Domain 4: Prompt Engineering | Claude Certified Architect Exam Guide

Task 4.1

Design Prompts with Explicit, Actionable Criteria

One of the most common mistakes in production prompt design is relying on vague qualitative instructions instead of specifying concrete, categorical criteria the model can evaluate deterministically. The difference between a useful code review agent and a noisy one often comes down to how the review standards are articulated in the prompt.

Concrete Categories Beat Vague Adjectives

Consider the difference between telling the model to "check that comments are accurate" versus instructing it to "flag any comment whose description contradicts the observable behavior of the surrounding code." The first phrasing gives the model latitude to interpret "accurate" however it wants, leading to inconsistent results. The second defines a precise condition the model can check mechanically.

Similarly, instructions like "be conservative" or "only report findings you're highly confident about" do not measurably improve precision. The model has no reliable internal confidence calibration, so these qualifiers add no filtering value. What actually reduces false positives is defining explicit categories of issues to look for — and equally important, specifying what to ignore.
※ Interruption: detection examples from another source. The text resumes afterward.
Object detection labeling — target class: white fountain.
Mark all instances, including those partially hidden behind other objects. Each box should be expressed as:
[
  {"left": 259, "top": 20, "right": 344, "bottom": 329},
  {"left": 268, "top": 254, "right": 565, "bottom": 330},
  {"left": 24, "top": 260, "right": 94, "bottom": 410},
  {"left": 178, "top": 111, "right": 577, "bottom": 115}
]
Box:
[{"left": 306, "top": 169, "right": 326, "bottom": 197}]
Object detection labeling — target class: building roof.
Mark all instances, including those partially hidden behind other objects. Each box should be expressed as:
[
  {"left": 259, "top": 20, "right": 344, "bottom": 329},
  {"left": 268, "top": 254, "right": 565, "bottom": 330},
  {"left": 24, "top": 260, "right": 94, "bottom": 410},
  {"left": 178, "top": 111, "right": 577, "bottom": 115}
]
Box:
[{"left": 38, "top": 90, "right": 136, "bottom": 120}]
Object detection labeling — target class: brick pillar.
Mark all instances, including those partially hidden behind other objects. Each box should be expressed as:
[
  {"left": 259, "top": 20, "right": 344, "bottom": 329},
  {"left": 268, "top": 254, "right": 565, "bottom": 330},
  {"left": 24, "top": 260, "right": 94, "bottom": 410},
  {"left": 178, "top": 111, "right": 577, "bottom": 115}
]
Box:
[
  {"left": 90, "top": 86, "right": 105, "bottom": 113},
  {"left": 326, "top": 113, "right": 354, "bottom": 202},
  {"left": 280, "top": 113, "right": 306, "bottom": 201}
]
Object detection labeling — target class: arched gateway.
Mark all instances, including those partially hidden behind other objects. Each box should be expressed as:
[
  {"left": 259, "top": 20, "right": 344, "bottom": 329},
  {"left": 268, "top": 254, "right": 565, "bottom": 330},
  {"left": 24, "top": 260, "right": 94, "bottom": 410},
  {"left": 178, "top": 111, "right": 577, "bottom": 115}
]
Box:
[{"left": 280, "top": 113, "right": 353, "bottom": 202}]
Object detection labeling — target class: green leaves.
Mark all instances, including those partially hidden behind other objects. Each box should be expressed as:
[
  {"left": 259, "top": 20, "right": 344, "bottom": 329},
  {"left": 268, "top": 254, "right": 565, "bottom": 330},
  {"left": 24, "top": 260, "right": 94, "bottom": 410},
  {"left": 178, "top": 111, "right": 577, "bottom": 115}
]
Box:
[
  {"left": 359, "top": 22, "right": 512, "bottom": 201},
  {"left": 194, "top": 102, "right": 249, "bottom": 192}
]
False Positives Undermine Accurate Categories Too

Even when some categories in your review prompt are well-defined, a high false positive rate in other categories erodes user trust across the board. If developers learn to ignore the tool's output because half the warnings are noise, they'll also miss the legitimate findings. The prompt must be tuned holistically — every category needs to earn its place by maintaining a high signal-to-noise ratio.

Key Concept

Specific, categorical review criteria consistently outperform confidence-based filtering. Define exactly what constitutes a finding — don't ask the model to self-assess how sure it is.

Exam Trap

Watch for answer choices that include phrases like "be thorough", "find all issues", or "only report high-confidence findings". These sound reasonable but are ineffective in practice. The correct answer will specify concrete, enumerated criteria.

Task 4.2

Apply Few-Shot Prompting for Consistency

Few-shot examples are the single most effective technique for getting consistent, predictable output from Claude in production systems. When the task involves ambiguity — edge cases in classification, nuanced formatting requirements, or domain-specific reasoning — a small set of well-chosen examples communicates expectations far more reliably than lengthy written instructions.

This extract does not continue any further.